Background and Objective:
Adrenal incidentalomas (AIs) are predominantly adrenal adenomas (80%), with a smaller proportion (7%) being pheochromocytomas(PHEO). Adenomas are typically non-functional tumors managed through observation or medication, with some cases requiring surgical removal, which is generally safe. In contrast, PHEO secrete catecholamines, causing severe blood pressure fluctuations, making surgical resection the only treatment option. Without adequate preoperative preparation, perioperative mortality risk is significantly high.A specialized adrenal CT scanning protocol is recommended to differentiate between these tumor types. However, distinguishing patients with similar washout characteristics remains challenging, and concerns about efficiency, cost, and risk limit its feasibility.

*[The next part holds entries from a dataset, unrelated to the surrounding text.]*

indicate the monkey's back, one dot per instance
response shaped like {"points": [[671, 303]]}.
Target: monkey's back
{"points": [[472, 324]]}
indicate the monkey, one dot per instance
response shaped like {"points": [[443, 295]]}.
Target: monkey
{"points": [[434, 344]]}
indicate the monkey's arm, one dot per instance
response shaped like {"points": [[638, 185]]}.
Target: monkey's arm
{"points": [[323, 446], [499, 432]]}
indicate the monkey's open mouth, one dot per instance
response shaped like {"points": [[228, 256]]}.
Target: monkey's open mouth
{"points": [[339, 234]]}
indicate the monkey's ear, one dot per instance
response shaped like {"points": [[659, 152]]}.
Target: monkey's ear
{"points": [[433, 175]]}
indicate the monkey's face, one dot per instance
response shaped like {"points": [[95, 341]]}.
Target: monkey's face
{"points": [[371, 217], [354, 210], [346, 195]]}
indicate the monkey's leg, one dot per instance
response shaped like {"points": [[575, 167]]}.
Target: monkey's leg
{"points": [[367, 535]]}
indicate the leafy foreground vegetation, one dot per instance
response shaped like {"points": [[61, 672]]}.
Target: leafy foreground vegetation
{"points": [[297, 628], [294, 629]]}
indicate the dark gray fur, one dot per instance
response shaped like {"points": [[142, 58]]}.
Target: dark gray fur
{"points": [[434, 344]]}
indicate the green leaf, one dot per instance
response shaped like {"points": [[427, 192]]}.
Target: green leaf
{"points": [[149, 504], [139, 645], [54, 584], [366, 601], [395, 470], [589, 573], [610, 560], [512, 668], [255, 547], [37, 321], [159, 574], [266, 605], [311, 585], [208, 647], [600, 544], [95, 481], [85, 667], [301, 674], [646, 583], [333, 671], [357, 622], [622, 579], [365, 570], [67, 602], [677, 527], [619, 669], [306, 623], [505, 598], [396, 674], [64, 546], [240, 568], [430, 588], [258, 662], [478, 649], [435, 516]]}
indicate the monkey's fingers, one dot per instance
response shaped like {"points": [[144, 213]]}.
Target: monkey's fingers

Recently, radiomics has demonstrated efficacy in identifying molecular-level differences in tumor cells, including adrenal tumors. This study develops a combined nomogram model, integrating key clinical-radiological and radiomic features from multiphase CT, to enhance accuracy in distinguishing pheochromocytoma from large-diameter lipid-poor adrenal adenoma (LP-AA).
Methods
A retrospective analysis was conducted on 202 patients with pathologically confirmed adrenal PHEO and large-diameter LP-AA from three tertiary care centers. Key clinico-radiological and radiomics features were selected to construct models: a clinico-radiological model, a radiomics model, and a combined nomogram model for predicting these two tumor types. Model performance and robustness were evaluated using external validation, calibration curve analysis, machine learning techniques, and Delong's test. Additionally, the Hosmer-Lemeshow test, decision curve analysis, and five-fold cross-validation were employed to assess the clinical translational potential of the combined nomogram model.
Results
All models demonstrated high diagnostic performance, with AUC values exceeding 0.8 across all cohorts, confirming their reliability. The combined nomogram model exhibited the highest diagnostic accuracy, with AUC values of 0.994, 0.979, and 0.945 for the training, validation, and external test cohorts, respectively. Notably, the unenhanced combined nomogram model was not significantly inferior to the three-phase combined nomogram model (p > 0.05 in the validation and test cohorts; p = 0.049 in the training cohort).
Conclusions
The combined nomogram model reliably distinguishes between PHEO and LP-AA, shows strong clinical translational potential, and may reduce the need for contrast-enhanced CT scans.